ESG advocates argue the stewardship code, while a positive step, is not enough. 

Foreign fund houses have been the most assertive in adopting its suggestions, largely because their parent companies are used to living up to the responsibilities of stewardship codes in other markets. But local Taiwanese fund managers are less familiar with the concept; as a result, they tend to follow the code on a more superficial level, said Mo. 

Taiwan is also hindered by its unique status; China has long blocked the island being recognised as an independent state by the international community; that means it is not a member of the United Nations or a signatory of its Principles for Responsible Investment. That has practical consequences, as civil servants and senior managers at the island’s financial institutions obtain ESG information later than peers in other markets.

“Promulgation of government policy on ESG is lagging other places. This has a great impact.
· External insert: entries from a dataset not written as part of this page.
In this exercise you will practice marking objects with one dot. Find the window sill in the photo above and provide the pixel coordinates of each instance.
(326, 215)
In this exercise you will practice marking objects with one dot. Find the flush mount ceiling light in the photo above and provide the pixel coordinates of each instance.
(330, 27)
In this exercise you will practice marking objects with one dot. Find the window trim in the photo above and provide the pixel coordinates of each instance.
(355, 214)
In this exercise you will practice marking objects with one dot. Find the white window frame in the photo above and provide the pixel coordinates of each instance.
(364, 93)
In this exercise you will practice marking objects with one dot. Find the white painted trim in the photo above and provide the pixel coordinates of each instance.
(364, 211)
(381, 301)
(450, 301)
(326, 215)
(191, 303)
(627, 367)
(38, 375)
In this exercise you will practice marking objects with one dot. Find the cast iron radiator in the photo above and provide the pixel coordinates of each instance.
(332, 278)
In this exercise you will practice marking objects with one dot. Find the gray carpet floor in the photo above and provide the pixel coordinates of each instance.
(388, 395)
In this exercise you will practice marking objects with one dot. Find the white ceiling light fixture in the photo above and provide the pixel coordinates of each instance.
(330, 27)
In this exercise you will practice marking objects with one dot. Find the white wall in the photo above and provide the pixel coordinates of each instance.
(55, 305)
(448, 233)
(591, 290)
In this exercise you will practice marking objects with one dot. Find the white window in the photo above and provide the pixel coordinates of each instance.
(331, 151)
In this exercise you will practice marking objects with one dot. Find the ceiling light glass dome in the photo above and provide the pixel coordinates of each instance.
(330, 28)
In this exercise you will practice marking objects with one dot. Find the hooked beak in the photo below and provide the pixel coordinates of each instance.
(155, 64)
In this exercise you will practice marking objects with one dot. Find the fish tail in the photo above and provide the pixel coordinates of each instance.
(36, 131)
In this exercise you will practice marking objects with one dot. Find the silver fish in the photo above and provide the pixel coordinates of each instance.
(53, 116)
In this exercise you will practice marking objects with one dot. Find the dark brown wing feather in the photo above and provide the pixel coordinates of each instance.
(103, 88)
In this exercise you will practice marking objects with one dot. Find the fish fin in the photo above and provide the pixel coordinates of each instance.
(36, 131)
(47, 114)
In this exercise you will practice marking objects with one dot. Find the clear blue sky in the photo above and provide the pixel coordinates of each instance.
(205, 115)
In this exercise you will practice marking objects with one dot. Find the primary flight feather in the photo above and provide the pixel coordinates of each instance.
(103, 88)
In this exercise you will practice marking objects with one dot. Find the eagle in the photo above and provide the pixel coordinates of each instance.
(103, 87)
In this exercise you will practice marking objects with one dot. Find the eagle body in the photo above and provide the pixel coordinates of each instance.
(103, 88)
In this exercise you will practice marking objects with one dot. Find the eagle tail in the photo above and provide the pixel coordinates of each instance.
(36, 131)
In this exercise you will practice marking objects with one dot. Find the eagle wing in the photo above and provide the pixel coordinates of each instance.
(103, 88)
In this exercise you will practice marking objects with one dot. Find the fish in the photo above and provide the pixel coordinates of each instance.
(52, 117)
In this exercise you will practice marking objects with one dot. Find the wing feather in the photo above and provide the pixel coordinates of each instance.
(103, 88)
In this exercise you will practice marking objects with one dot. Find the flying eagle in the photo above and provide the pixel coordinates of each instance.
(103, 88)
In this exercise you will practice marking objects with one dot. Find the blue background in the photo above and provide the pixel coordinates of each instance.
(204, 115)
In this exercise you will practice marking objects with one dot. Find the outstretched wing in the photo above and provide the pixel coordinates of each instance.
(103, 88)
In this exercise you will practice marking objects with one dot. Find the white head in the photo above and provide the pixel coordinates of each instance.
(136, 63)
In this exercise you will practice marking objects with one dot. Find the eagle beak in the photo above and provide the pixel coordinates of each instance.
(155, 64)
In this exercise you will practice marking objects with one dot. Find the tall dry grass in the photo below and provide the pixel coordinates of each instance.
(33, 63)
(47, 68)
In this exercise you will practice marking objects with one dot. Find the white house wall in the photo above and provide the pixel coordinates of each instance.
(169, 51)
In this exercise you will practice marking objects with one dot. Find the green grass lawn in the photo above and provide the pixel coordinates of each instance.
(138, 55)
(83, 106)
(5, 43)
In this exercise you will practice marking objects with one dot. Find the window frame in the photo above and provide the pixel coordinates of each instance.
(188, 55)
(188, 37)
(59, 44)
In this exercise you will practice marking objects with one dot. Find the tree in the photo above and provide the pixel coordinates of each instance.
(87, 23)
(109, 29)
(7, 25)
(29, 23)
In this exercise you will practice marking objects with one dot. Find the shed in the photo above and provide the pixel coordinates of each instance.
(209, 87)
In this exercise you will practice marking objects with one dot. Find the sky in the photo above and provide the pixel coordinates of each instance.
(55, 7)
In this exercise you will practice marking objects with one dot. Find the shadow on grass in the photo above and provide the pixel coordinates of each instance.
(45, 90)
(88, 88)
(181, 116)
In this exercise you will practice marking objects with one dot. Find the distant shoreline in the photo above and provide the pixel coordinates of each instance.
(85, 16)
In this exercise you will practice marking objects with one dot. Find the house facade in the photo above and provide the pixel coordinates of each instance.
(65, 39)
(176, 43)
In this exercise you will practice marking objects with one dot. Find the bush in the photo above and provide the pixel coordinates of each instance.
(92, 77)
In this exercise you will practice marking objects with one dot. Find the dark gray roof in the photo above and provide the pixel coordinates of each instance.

Our decree is late and we won’t have ESG goals as specific as those in other places,” Wen said.  

GOING FORWARD

Yet for all the obstacles, Taiwan boasts some catalysts that can be used to boost ESG development. 

For a start, it has a promising environmental industry that can offer investors good investment targets. For example, Taiwan’s recycling rate stood at 52.51% of all the waste it produced in 2017, the third-best rate in the world behind Germany and Austria. There are many good companies in the environmental industry for investors to invest in, said . 

There is also a generally good ESG habit among the island’s investors. In 2018 Schroders conducted a global survey of investors and ESG (it defined investors as those aiming to invest
at least the equivalent of €10,000 ($11,349) over the next 12 months).

The survey found that Taiwanese investors were more likely than their global peers to avoid controversial businesses (64% vs 56%), buy from businesses that have a good record of social responsibility (57% vs 52%) and reduce or recycle household waste (77% vs 73%).

This is important because investor behaviour tends to influence investment decisions. Tsay Feng-ching, director general of BLF, told AsianInvestor in early 2018 that the concept of responsible investing is particularly gaining credence with millennials.

“There will be a new type of consumerism in the future and it belongs to the younger generation,” he said. “When they consume, they care a lot about environmental issues and social justice. This is a consumption behaviour that most people have not noticed but I think this consumerism will prevail in the coming one or two years.”

Increasingly, he added, younger people will focus on companies that do a good job in ESG. That could help these companies enjoy better business performance over the long term – and higher share prices.

DEFINING GREEN PRACTICES

While the potential exists, it’s up to Taiwan’s regulators to better define its interpretation of how ESG principles and metrics should look, if fund houses are to adopt the practices and in turn offer genuine ESG-guided products.

If they do so, it could help the market’s green industries enjoy more ready sources of capital, while ensuring companies in other sectors take social responsibilities and sound governance practices seriously. 

For all the teething problems, the island’s asset owners appear confident. 

“ESG is still beginning to develop in Taiwan but in the long-term, it should follow in the footsteps of the US and European countries,” declared the PSPF official. “This is an inevitable trend in Taiwan.”

This story is adapted from a feature focusing upon the development of ESG in Taiwan, which originally was published in AsianInvestor Spring 2019 magazine.